According to the Sentencing Project’s latest numbers, as of 2010 there were 1.3 million ex-felons living in Florida—almost one out of every 10 voting-age adults. A recent report in the Nation estimated that 200,000 former felons would have been eligible to vote this fall were it not for the state’s new disenfranchisement policy. “Blacks are 13 percent of registered voters in Florida, but 23 percent of disenfranchised felons,” it said.
Florida is not alone in its treatment of former felons when it comes to voting rights. In Virginia, another 2012 swing state, there are about 350,000 ex-felons who have not regained their voting rights. And in Iowa, another swing state, there are at least 12,000 parolees and federal probationers, according to the Sentencing Project, many of whom just lost their voting rights. Last year, Iowa’s new Republican Governor, Terry Branstad, rescinded an executive order that had returned voting rights to ex-felons.
Nationally, there are 5.85 million disenfranchised felons, the Sentencing Project reports, with three-quarters living outside prisons and jails. Curiously, ex-felons are not a monolithic Democratic voting block, said Michael McDonald of George Mason University, a nationally known expert on voter turnout. Many who regain their voting rights are white-collar criminals who support Republicans. However, in states such as Florida, a disproportionate number come from communities of color where voting histories typically are pro-Democrat.
3. Spread Propaganda That Voters Will Be Policed
Every war has a propaganda component and the GOP’s war on Democratic voters is no exception. In Florida, Colorado, Michigan, Kansas and New Mexico, top state election officials have decried the alleged presence of tens of thousands of non-citizens on their voting rolls, which would be illegal. (The reality is the numbers are very small.) They have said the state must take steps to police the rolls and polls. This deliberate posturing has already had a negative impact on voters, according to Florida’s Ion Sancho, who is the supervisor of elections in Leon County, where the state capital is located.

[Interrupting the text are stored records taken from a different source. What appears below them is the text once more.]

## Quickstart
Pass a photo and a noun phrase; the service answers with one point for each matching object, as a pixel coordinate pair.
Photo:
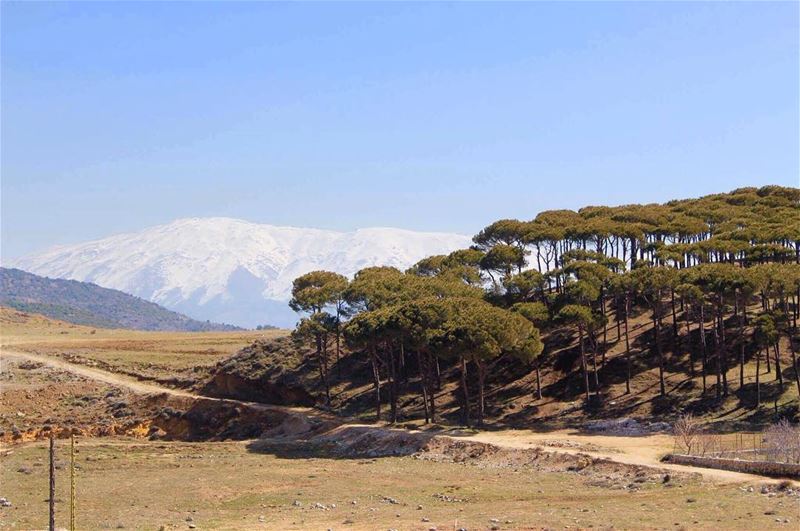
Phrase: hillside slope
(230, 270)
(280, 371)
(87, 304)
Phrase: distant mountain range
(88, 304)
(229, 270)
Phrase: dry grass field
(178, 355)
(127, 484)
(135, 483)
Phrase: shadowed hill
(88, 304)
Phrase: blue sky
(117, 116)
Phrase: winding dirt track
(640, 451)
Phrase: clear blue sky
(117, 116)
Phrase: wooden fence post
(72, 483)
(52, 525)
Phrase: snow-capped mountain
(229, 270)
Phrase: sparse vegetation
(718, 279)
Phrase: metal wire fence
(780, 444)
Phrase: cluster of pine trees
(718, 277)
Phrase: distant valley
(87, 304)
(228, 270)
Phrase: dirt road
(640, 451)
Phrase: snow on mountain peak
(231, 270)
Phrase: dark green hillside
(88, 304)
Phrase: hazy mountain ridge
(88, 304)
(231, 270)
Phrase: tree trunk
(660, 351)
(423, 382)
(323, 373)
(742, 318)
(627, 350)
(539, 380)
(593, 341)
(392, 385)
(605, 327)
(465, 412)
(481, 381)
(794, 361)
(674, 319)
(376, 375)
(702, 326)
(723, 352)
(758, 376)
(778, 374)
(429, 368)
(690, 348)
(584, 368)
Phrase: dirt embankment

In Florida, Scott and his handpicked secretary of state this summer claimed that there were more than 180,000 non-citizens on voter rolls and a massive purge was needed. They later took back that assertion, walking back from the poised purge and saying they’d study the issue after November. But the Florida GOP knew exactly what it was doing by making the false claims and preying on people’s fears. Sancho said his office keeps getting calls from would-be voters who think they lack the proper identifying documents to get a ballot in November.